La ville, elle-même objet d’ajustement, est insérée dans les dispositifs de l’ajustement structurel global, et la maîtrise du développement urbain par la maîtrise institutionnelle du fonctionnement des villes devient un enjeu majeur. On tente d’appliquer à la gestion urbaine le modèle de la "corporate governance", une des expressions de cette "démocratie de marché". Les politiques urbaines s’installent elles aussi dans la sphère de l’économie a-politique, et la bonne gestion urbaine est la bonne gouvernance locale (y compris dans le traitement social de l’ajustement) qui donne les instruments d’une bonne compétitivité et de bonnes perspectives financières.

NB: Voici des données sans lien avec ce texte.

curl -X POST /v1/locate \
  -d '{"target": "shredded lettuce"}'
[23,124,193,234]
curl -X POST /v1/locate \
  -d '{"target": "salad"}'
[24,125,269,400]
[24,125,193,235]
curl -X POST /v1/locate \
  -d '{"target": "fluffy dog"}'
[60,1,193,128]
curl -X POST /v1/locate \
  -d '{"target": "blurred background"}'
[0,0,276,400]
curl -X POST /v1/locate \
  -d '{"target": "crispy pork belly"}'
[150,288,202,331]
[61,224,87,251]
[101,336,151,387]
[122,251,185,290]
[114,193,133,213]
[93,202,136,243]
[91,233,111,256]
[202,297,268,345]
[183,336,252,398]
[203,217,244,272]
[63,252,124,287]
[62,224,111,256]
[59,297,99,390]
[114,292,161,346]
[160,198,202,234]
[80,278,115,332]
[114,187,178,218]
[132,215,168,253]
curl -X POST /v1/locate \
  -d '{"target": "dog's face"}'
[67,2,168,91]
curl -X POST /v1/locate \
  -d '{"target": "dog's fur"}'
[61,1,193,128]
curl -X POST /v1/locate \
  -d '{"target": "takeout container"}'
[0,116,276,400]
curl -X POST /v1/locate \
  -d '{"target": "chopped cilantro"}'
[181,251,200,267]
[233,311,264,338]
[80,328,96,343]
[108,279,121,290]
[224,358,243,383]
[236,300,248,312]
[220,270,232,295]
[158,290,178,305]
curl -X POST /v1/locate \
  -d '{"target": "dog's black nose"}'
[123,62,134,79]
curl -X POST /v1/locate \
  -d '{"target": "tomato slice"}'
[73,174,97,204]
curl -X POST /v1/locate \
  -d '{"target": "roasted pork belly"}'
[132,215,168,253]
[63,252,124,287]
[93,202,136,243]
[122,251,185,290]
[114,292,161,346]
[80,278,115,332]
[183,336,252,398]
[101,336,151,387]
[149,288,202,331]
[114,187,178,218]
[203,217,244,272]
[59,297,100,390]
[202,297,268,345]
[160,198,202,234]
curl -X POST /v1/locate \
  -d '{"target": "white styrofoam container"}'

Une question centrale se pose alors : est-il inéluctable de ne penser la mondialisation que comme un processus lié au déploiement du néo-libéralisme ? faut-il absolument lier cette forme de la mondialisation et la métropolisation, celle-ci étant réduite à une fonction de la mondialisation ainsi conçue ? Le choix fait de la dictature du marché le requiert. Mais les douloureuses expériences récentes montrent qu’on ne peut miser à long terme sur un tel mode de développement qui ne retient en fait dans la durée qu’un petit nombre de métropoles toutes situées dans les pays les plus développés, et qui ne concerne dans leur périmètre qu’un fragment restreint de l’espace métropolitain. On a vu récemment la fragilité d’un tel système pour le développement urbain.

Le développement de mouvements identitaires, sectaires, qui revendiquent des modèles communautaires comme voies d’une modernité dissidente, peuvent de manière salutaire, obliger à une renouvellement de la réflexion sur ce que doit être la "cité". Dès lors l’utopie, si elle est nécessaire, ne peut être qu’une utopie refondatrice de contrat social, construite politiquement, donc démocratiquement, et moins soucieuse d’efficacité économique que de ne pas laisser le long du chemin des pans entiers de la société urbaine. Les villes ne peuvent pas exister sans citadins, c’est la base du contrat d’urbanité et, plus largement, de celui de citoyenneté.